What an informative discussion!
I'ld like to suggest a slight change in perspective though.
Derek wrote:"It seems as if an NR event takes precedence over everyything elese"
An NR is not a clinical event. It is
a sequence of events defined by
Respironics. The following is a quote from
respironics, presented so as to emphasise the sequence aspect of it. For the sake of clarity, I did drop 6 words from the last sentence.
1. At any pressure 8 cm H2O or higher we will make three pressure increases in response to a sustained string of events.
2. If there is no improvement after the third increase, (indicated by the persistence of events)
3. the pressure is dropped 2 cm and a constant pressure is held for several minutes.
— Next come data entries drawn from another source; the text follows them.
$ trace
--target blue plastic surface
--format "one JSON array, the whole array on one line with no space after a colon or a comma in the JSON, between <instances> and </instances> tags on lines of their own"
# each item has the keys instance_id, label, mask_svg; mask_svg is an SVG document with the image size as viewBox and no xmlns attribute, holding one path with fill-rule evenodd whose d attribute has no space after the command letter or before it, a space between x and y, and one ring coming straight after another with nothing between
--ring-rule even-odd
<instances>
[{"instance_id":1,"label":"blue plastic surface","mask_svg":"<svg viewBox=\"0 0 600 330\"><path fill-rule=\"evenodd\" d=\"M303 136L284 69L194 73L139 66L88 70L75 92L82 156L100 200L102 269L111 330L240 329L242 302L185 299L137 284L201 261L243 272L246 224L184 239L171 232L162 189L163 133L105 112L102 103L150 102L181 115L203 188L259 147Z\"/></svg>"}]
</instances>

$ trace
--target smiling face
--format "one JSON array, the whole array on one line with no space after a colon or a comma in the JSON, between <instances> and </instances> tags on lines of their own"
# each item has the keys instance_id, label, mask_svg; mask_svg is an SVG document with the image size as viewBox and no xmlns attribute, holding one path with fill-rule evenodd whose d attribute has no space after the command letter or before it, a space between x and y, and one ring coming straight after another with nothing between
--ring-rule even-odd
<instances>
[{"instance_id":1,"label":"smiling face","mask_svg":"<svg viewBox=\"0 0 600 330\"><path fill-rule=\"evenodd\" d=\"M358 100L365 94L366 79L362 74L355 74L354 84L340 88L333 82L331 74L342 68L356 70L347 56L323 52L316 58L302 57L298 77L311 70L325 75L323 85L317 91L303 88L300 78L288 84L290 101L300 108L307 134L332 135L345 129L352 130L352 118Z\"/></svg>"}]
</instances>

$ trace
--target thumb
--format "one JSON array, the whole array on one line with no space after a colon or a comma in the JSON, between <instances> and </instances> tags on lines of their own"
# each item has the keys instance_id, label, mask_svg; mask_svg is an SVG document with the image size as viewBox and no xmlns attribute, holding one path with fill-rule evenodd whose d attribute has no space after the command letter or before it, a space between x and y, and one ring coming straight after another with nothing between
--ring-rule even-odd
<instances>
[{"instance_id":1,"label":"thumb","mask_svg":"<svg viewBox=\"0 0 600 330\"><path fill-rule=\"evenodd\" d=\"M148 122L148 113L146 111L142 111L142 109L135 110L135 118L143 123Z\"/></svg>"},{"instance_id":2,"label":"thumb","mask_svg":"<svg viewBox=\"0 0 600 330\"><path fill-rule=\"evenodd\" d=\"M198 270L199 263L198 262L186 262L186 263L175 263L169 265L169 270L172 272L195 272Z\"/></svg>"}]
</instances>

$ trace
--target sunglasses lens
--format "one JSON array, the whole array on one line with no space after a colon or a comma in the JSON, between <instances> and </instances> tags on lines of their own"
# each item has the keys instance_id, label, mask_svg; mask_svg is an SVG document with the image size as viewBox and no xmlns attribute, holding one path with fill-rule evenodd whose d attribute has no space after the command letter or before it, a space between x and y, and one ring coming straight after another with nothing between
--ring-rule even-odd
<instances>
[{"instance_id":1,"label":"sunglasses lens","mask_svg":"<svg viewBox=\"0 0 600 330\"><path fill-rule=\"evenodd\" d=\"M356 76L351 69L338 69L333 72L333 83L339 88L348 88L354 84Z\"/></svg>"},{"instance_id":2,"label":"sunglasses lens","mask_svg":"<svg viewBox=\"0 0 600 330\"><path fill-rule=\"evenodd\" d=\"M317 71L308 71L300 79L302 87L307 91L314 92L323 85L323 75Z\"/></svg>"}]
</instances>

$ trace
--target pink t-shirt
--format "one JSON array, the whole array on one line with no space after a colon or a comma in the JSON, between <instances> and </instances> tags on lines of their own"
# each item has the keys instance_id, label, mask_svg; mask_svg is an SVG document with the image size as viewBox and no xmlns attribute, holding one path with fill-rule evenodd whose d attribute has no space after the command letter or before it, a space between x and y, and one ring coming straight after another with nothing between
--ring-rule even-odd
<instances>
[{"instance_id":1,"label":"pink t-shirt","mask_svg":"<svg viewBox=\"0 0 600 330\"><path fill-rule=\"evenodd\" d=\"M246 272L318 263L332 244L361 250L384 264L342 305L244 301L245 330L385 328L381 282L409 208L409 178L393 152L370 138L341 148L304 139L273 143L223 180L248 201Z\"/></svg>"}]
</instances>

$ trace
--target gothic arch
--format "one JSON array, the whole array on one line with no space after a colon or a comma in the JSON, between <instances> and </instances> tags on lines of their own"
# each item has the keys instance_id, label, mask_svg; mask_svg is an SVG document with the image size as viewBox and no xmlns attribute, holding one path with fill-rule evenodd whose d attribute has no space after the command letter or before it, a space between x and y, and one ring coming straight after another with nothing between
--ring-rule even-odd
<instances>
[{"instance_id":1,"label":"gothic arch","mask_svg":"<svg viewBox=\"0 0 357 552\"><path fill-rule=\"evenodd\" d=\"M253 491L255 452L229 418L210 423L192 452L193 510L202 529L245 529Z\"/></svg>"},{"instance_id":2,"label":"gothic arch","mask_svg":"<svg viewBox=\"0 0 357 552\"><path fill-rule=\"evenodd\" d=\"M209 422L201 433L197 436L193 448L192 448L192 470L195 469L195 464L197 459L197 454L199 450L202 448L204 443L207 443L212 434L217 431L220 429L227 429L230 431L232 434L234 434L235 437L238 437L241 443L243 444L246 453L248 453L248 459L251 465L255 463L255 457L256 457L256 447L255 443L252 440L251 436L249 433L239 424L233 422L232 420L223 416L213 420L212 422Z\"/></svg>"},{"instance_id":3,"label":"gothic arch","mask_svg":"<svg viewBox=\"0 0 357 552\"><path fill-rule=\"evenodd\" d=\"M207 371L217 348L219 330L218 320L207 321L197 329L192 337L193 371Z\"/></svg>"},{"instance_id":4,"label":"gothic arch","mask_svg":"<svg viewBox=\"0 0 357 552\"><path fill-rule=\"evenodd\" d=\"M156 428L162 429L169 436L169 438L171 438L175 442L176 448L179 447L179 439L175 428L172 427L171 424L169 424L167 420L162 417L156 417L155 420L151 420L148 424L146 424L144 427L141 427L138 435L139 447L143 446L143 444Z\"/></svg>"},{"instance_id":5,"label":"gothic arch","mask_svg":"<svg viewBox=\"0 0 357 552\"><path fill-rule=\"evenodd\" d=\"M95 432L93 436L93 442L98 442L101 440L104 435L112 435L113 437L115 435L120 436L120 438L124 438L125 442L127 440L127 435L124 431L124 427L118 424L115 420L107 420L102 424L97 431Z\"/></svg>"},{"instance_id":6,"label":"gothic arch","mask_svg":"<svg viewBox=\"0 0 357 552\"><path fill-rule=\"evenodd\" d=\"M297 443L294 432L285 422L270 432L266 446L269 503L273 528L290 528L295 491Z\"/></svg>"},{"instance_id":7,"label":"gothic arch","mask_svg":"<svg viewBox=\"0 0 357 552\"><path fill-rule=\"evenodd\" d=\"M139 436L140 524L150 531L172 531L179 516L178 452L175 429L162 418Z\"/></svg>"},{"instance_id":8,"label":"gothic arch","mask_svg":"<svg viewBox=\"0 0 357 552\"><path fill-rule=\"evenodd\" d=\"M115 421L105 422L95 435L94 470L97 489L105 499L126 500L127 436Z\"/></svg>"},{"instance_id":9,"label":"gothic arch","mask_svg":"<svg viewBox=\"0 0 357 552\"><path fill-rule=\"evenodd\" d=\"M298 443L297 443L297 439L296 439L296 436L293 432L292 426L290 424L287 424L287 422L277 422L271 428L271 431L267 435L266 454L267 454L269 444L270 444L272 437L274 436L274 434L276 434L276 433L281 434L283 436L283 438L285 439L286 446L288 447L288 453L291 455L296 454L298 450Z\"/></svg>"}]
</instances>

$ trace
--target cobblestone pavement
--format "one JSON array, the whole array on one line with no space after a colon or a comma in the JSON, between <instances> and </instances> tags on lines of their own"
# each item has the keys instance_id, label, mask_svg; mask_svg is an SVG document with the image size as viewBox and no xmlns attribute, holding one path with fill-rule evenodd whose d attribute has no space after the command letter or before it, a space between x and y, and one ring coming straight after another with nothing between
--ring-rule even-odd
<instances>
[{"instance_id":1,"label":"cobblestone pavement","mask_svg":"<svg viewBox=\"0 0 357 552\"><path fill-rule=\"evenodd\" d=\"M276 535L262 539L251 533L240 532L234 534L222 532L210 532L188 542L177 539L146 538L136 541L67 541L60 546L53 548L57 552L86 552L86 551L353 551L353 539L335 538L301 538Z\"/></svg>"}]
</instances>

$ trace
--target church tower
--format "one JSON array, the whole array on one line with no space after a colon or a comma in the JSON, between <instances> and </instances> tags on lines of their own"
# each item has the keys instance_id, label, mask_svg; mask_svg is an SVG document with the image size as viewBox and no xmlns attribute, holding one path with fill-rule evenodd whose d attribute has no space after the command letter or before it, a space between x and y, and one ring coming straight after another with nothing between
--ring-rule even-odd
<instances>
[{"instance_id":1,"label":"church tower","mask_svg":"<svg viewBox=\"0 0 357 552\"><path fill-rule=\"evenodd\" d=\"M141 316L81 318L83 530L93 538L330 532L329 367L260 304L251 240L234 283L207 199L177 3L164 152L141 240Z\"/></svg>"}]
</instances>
4. If there is snoring noted during this period of constant pressure, which would indicate obstruction, we will increase pressure
5. … thus allowing for three more pressure increases.
Respironics' machine is basically instructed to go slow as it raises pressure above 8, and use snores as an indication of obstruction. The deal is, as Derek already noted: "You snore, we raise the pressure, because it indicates the obstruction we're here to remove. You don't snore, we wait".
If you look at the snore indicators, underneath loonlvrs two apenea sequences, you can see how they correlate with pressure raises. This is actually very clear in his first chart, starting at hour 4. I would guess that some of those snores (e.g. the one just near the 5th hour in chart two), coincided with the machine's instruction to lower pressure, and that instruction took precedence.
This of course raise the questions of
Timing: how long is "several minutes" of constant pressure, and is there a bottom limit in which snores will not affect it?
Precedence: when a snore and an instruction to lower pressure come together, is the snore given precedence (as is should be?)